My storefront is located between a stationers and a chocolatier, in the main part of town. It was November, and things were slow. After catching up with some of my spring and summer couples, I spent the morning shopping online for things I didn’t need. How many black shift dresses could one woman have? A lot, if you’re me. Seventeen, at last count. A wedding planner dresses for a wedding as if it is a funeral. I was thinking of what Ruby had said about every bride being miserable when Franny and Wes walked through my door. They didn’t have an appointment, but this time of year, they didn’t need one.

Franny was Frances Lincoln. She was twenty-six years old, unformed. She was pretty enough but somehow like dough that had not been allowed to rise. She was a kindergarten teacher—of course she was! no one had ever looked more like a kindergarten teacher than she—but she said she was on leave. Wes was Wesley West—based on his name, I suspected his parents would be awful and I looked forward to meeting these monsters.

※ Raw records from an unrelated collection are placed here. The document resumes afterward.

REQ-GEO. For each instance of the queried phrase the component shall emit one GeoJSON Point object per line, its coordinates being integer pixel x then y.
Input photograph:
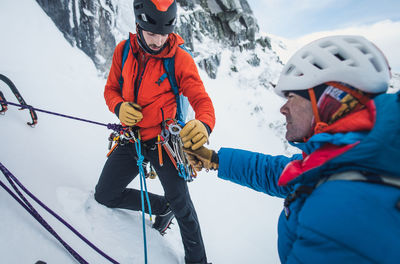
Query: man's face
{"type": "Point", "coordinates": [299, 115]}
{"type": "Point", "coordinates": [154, 41]}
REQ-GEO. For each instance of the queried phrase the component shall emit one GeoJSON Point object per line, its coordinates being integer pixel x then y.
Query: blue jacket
{"type": "Point", "coordinates": [340, 221]}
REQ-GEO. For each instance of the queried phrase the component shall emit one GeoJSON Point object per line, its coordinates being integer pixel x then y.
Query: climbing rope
{"type": "Point", "coordinates": [21, 199]}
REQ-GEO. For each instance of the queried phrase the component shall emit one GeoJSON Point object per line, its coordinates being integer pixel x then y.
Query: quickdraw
{"type": "Point", "coordinates": [3, 101]}
{"type": "Point", "coordinates": [169, 139]}
{"type": "Point", "coordinates": [176, 153]}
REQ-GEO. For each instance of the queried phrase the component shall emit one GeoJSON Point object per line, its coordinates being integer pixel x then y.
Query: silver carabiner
{"type": "Point", "coordinates": [174, 129]}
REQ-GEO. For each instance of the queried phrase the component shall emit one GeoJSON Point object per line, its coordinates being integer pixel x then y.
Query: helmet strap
{"type": "Point", "coordinates": [319, 126]}
{"type": "Point", "coordinates": [362, 98]}
{"type": "Point", "coordinates": [142, 42]}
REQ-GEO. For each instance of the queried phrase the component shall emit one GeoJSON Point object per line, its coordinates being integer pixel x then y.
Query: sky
{"type": "Point", "coordinates": [302, 21]}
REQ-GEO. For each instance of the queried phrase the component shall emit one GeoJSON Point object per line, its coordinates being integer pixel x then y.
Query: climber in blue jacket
{"type": "Point", "coordinates": [342, 194]}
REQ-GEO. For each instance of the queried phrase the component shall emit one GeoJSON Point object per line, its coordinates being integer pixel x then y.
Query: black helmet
{"type": "Point", "coordinates": [156, 16]}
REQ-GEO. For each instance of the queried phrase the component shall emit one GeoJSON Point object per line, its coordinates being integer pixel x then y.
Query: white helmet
{"type": "Point", "coordinates": [353, 60]}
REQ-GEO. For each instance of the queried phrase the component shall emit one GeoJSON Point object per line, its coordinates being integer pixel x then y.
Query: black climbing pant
{"type": "Point", "coordinates": [121, 168]}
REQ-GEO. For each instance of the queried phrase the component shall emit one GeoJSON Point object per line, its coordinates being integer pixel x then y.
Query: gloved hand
{"type": "Point", "coordinates": [202, 158]}
{"type": "Point", "coordinates": [129, 113]}
{"type": "Point", "coordinates": [194, 134]}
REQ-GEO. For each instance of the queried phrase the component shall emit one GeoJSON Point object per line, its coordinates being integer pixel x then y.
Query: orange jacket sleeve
{"type": "Point", "coordinates": [192, 87]}
{"type": "Point", "coordinates": [112, 91]}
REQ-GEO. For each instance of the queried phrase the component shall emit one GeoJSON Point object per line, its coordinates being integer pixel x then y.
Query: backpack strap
{"type": "Point", "coordinates": [181, 101]}
{"type": "Point", "coordinates": [127, 47]}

Wes was a Realtor, and he informed me that his office was around the corner from mine though I had never noticed him before. He also told me that he had political aspirations. “I just thought you should know,” he said in a conspiratorial tone that suggested I should not plan the wedding for the future whatever of Allison Springs and be caught unaware. He was twenty-seven, and his handshake was too firm—what are you trying to prove, bro? As far as my clientele went, these two were not exceptional in any way. Weddings had a sneaky way of turning people into old-fashioned stereotypes of husband and wife.

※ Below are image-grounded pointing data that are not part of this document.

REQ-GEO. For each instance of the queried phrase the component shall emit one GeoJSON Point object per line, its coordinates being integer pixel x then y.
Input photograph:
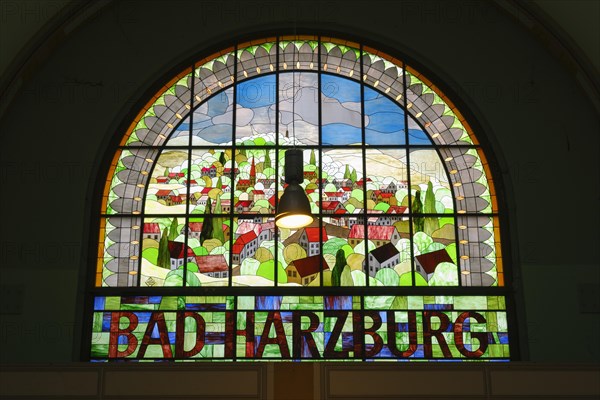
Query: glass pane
{"type": "Point", "coordinates": [430, 187]}
{"type": "Point", "coordinates": [302, 257]}
{"type": "Point", "coordinates": [299, 109]}
{"type": "Point", "coordinates": [435, 253]}
{"type": "Point", "coordinates": [384, 120]}
{"type": "Point", "coordinates": [255, 111]}
{"type": "Point", "coordinates": [210, 240]}
{"type": "Point", "coordinates": [167, 191]}
{"type": "Point", "coordinates": [254, 253]}
{"type": "Point", "coordinates": [118, 252]}
{"type": "Point", "coordinates": [210, 180]}
{"type": "Point", "coordinates": [164, 254]}
{"type": "Point", "coordinates": [341, 111]}
{"type": "Point", "coordinates": [255, 184]}
{"type": "Point", "coordinates": [213, 121]}
{"type": "Point", "coordinates": [479, 251]}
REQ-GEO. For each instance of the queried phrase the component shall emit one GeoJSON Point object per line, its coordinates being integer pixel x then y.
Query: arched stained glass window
{"type": "Point", "coordinates": [403, 260]}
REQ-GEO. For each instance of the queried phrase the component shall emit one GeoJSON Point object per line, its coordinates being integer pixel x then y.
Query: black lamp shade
{"type": "Point", "coordinates": [293, 210]}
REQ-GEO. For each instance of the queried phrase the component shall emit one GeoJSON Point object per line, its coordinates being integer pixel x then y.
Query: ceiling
{"type": "Point", "coordinates": [574, 22]}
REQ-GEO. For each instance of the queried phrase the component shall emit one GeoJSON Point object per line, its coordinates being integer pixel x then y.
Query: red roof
{"type": "Point", "coordinates": [242, 241]}
{"type": "Point", "coordinates": [396, 210]}
{"type": "Point", "coordinates": [195, 226]}
{"type": "Point", "coordinates": [374, 232]}
{"type": "Point", "coordinates": [176, 250]}
{"type": "Point", "coordinates": [312, 233]}
{"type": "Point", "coordinates": [151, 227]}
{"type": "Point", "coordinates": [214, 263]}
{"type": "Point", "coordinates": [330, 205]}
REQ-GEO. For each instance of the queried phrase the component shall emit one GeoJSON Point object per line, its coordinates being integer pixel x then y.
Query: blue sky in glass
{"type": "Point", "coordinates": [180, 134]}
{"type": "Point", "coordinates": [341, 111]}
{"type": "Point", "coordinates": [213, 119]}
{"type": "Point", "coordinates": [256, 106]}
{"type": "Point", "coordinates": [416, 134]}
{"type": "Point", "coordinates": [385, 120]}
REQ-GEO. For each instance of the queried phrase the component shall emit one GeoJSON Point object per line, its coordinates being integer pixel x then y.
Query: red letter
{"type": "Point", "coordinates": [156, 319]}
{"type": "Point", "coordinates": [249, 333]}
{"type": "Point", "coordinates": [230, 340]}
{"type": "Point", "coordinates": [481, 336]}
{"type": "Point", "coordinates": [412, 334]}
{"type": "Point", "coordinates": [428, 333]}
{"type": "Point", "coordinates": [116, 332]}
{"type": "Point", "coordinates": [273, 318]}
{"type": "Point", "coordinates": [300, 333]}
{"type": "Point", "coordinates": [360, 331]}
{"type": "Point", "coordinates": [335, 334]}
{"type": "Point", "coordinates": [180, 334]}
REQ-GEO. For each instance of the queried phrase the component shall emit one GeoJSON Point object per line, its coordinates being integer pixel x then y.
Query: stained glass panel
{"type": "Point", "coordinates": [400, 191]}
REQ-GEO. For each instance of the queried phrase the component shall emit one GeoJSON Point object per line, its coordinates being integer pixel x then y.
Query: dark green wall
{"type": "Point", "coordinates": [527, 102]}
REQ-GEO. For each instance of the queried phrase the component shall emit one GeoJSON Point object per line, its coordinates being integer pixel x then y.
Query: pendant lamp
{"type": "Point", "coordinates": [293, 210]}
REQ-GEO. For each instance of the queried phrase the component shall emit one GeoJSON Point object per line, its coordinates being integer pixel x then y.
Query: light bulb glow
{"type": "Point", "coordinates": [293, 221]}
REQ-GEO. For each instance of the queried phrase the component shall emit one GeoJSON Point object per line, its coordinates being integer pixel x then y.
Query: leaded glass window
{"type": "Point", "coordinates": [403, 260]}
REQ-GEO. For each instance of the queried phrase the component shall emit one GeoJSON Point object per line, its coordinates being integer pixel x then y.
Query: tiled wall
{"type": "Point", "coordinates": [300, 381]}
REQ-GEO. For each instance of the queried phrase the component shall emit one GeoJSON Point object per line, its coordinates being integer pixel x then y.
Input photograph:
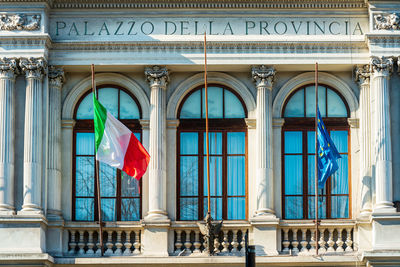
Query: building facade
{"type": "Point", "coordinates": [149, 62]}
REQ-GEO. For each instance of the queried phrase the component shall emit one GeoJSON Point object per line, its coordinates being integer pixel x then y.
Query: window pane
{"type": "Point", "coordinates": [108, 180]}
{"type": "Point", "coordinates": [108, 97]}
{"type": "Point", "coordinates": [336, 107]}
{"type": "Point", "coordinates": [85, 109]}
{"type": "Point", "coordinates": [293, 208]}
{"type": "Point", "coordinates": [84, 209]}
{"type": "Point", "coordinates": [293, 142]}
{"type": "Point", "coordinates": [189, 176]}
{"type": "Point", "coordinates": [236, 208]}
{"type": "Point", "coordinates": [191, 107]}
{"type": "Point", "coordinates": [108, 212]}
{"type": "Point", "coordinates": [295, 106]}
{"type": "Point", "coordinates": [85, 144]}
{"type": "Point", "coordinates": [214, 102]}
{"type": "Point", "coordinates": [130, 209]}
{"type": "Point", "coordinates": [84, 177]}
{"type": "Point", "coordinates": [233, 106]}
{"type": "Point", "coordinates": [236, 176]}
{"type": "Point", "coordinates": [189, 143]}
{"type": "Point", "coordinates": [236, 143]}
{"type": "Point", "coordinates": [128, 108]}
{"type": "Point", "coordinates": [293, 175]}
{"type": "Point", "coordinates": [189, 209]}
{"type": "Point", "coordinates": [310, 101]}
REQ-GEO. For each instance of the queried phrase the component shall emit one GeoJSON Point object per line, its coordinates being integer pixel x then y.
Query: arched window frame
{"type": "Point", "coordinates": [223, 125]}
{"type": "Point", "coordinates": [305, 124]}
{"type": "Point", "coordinates": [86, 126]}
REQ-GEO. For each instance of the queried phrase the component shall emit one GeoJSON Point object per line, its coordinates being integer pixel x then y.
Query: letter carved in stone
{"type": "Point", "coordinates": [388, 22]}
{"type": "Point", "coordinates": [19, 22]}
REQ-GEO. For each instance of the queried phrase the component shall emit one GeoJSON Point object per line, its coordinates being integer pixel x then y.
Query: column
{"type": "Point", "coordinates": [34, 69]}
{"type": "Point", "coordinates": [158, 79]}
{"type": "Point", "coordinates": [263, 77]}
{"type": "Point", "coordinates": [56, 79]}
{"type": "Point", "coordinates": [363, 78]}
{"type": "Point", "coordinates": [8, 69]}
{"type": "Point", "coordinates": [382, 68]}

“We were thinking about hiring someone from the city,” Wes said. “The city” referred to Portland, and this was meant as a dig.

“I’m from a city,” I said with a smile.

“But I thought, why not try someone local? I mean, I pass your office every day. Nice place. I like how clean everything looks, how white everything is. Also, I’m hoping to run for city council, so I like getting to know the local businesses. My constituency, you know. Must be pretty slow for you this time of year.”

I asked them if they had set a date.

He looked at her, and she looked at him. “We’d like to get married a year from now, next December,” she said. “Is that enough time?”

I nodded. “Plenty.”

“She thinks winter weddings are romantic,” he said. “But what I like about it is the value. We’ll have our pick of venues, and for half the price of summer, am I right?”

“Not half, but definitely less,” I said.

“Winter weddings are romantic, don’t you think?” she said.

“I do,” I said. The bride and the bridesmaids would freeze and, if it snowed, half the out-of-town guests might not show up. I suppose there was a romance to that. Winter pictures always turned out great, though, and I’m not sure that people don’t remember the pictures more than the actual event anyway. In any case, these were grown-ups, and I was not going to talk my way out of winter business.





FOUR


Some weeks later—perhaps after they’d visited one or more of those big city wedding planners—they arranged to come in for the second time so that they could give me their signed contract and a deposit for my services. Only Franny showed, which was not unusual, although she was embarrassed by his absence. “Is it weird?” she asked. “Does it seem like a bad sign? I mean, he should be here, right?”

“It isn’t at all weird,” I said as she handed me the check. “I often end up working more with one member of the couple than the other. People can’t be everywhere at once.”

She nodded. “He’s showing a house,” she said. “And he can’t always control when that happens.”

“Perfectly understandable,” I said. “How did he propose? I don’t think I asked.” I put her contract into my filing cabinet.

“Oh, it was romantic,” she said. Romantic was a big word with her. “Well, I think it was romantic. As I’m about to say it, it might seem weird to you.” Weird was another of her words.